After all the fuss, the billions spent, the calls for boycotts and so on, the Sochi Winter Olympics will begin next week. Given the incredibly low expectations, the Russian Games may even be judged a success — as long as the weather stays cold and no terrorist attack takes place. But Vladimir Putin should not be too smug, because his broader campaign against homosexuality has backfired spectacularly.
The Russian President’s decision to sign a law prohibiting ‘the propaganda of nontraditional sexual relations to minors’ last summer probably made sense to him at the time. This measure, along with one that bans the adoption of Russian children not just by homosexuals but also by heterosexuals residing in countries that have gay marriage on the books, is reportedly supported by 74 per cent of Russians. And Putin has for years been able to get away with much worse: invading (and still occupying) Georgia, fuelling Assad’s murder machine, rigging elections, jailing journalists and opposition activists. Other than the odd bleat of protest from the European Union or US State Department, all that has had few serious consequences.
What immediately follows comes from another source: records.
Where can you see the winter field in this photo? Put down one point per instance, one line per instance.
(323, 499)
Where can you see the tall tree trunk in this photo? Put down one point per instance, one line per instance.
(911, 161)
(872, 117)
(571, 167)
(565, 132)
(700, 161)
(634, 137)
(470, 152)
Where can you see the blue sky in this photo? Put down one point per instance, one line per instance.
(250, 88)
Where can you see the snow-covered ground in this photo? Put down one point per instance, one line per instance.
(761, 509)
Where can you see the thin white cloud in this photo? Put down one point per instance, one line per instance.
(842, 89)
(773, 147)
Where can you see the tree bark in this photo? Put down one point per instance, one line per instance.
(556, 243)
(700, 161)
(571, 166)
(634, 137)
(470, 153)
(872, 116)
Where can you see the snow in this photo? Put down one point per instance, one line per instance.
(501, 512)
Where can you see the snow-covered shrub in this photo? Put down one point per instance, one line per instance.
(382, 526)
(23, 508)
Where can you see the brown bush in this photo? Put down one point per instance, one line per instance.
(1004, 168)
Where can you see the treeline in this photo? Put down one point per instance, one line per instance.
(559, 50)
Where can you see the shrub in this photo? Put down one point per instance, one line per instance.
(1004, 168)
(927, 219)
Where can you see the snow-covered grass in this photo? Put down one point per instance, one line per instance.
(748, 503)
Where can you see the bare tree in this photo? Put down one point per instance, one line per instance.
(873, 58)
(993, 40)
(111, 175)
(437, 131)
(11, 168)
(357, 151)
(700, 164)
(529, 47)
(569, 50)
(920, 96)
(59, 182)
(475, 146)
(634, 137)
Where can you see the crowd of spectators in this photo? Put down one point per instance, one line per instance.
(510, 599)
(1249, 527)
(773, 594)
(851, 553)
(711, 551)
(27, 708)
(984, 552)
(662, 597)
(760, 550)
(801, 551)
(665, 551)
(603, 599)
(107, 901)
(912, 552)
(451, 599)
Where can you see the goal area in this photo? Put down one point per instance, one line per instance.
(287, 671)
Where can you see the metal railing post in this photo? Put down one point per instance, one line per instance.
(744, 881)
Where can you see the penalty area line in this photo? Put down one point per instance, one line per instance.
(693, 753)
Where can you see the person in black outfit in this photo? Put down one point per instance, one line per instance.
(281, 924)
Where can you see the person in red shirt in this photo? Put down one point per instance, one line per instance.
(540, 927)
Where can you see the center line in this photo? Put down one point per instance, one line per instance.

But Putin can’t have anticipated the magnitude of worldwide outrage that would pour forth in response to his gay propaganda law. It has earned Moscow more uniformly negative media coverage than practically anything Putin has done since assuming power in 2000. Anti-Kremlin gay protests have taken place across the world. There’s now a long list of foreign dignitaries not going to Sochi. It will be the first time since 2000 that America has not sent a president, first lady, vice president or former president to an Olympics. The presidents of Germany, France and Moldova, and the prime ministers of Canada and Belgium, have also let it be known that they won’t be going. No one admits that the decision was politically motivated, but there are small signs that western leaders tacitly support Stephen Fry, who called for ‘an absolute ban on the Russian Winter Olympics’.
Progressive countries have pointedly chosen openly gay athletes to represent them at the opening and closing ceremonies.